Schon wenige Minuten nach der Alarmierung trafen die Wehren aus Rhenegge, Adorf, Sudeck, Heringhausen und Wirmighausen an der angenommenen Einsatzstelle ein. Die Rhenegger Wehr setzte sofort zwei Atemschutztrupps an dem Brandobjekt ein. In dem Haus befanden sich zwei Personen, die nach Zeit gerettet waren.

Die Einsatzstelle lag außerhalb der Ortslage. Bei der Wasserversorgung musste laut Feuerwehrsprecher Günter Radtke eine Strecke von 660 Metern und ein Höhenunterschied von 40 Metern überwunden werden. Bei Gebäuden außerhalb des Ortes muss das Wasser aus dem Dorf zur Einsatzstelle befördert werden. Die Entnahmestelle war am Schützenplatz in Rhenegge.

Die Adorfer Wehr leuchte die Einsatzstelle aus, um die Arbeit bei Dunkelheit zu erleichtern und Unfallgefahr für die Freiwilligen zu verringern. Der vermeintliche Brand wurde mit einem B-Strahlrohr und drei C-Strahlrohren bekämpft. Insgesamt gaben die Feuerwehrleute bis zu 800 Liter Wasser in der Minute ab.

An der Übung nahmen 70 Einsatzkräfte mit zehn Fahrzeugen teil. Die Ausarbeitung der Übung hatte zuvor die Wehr aus Rhenegge übernommen, die Leitung lag in den Händen von Andreas Selch. Das Übungsende war nach einer Stunde erreicht, nach dem Verpacken der Ausrüstung fand am Feuerwehrhaus in Rhenegge die Abschlussbesprechung statt.
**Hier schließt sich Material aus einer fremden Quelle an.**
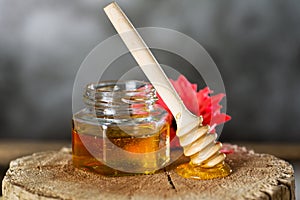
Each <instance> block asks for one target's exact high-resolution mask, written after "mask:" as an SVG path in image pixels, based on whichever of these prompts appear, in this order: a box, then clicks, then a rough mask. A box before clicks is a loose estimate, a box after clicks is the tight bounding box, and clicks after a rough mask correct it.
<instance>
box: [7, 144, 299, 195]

Der Gemeindebrandinspektor Uwe Becker und seine Stellvertreter Torsten Behle und Karl-Wilhelm Römer waren als Beobachter bei der Übung anwesend. Die Zusammenarbeit der Wehren war nach Einschätzung der Beobachter gut. Durch die gewonnenen Erfahrungen und Erkenntnisse soll es den Einsatzkräften künftig möglich sein, noch präziser und schneller an realen Einsatzorten agieren zu können. Ein besonderer Dank gilt den Besitzern von Gebäuden, die diese für Übungen zur Verfügung stellen. "Ohne diese Bereitschaft wären diese Übungen nicht möglich", sagte Radtke anerkennend.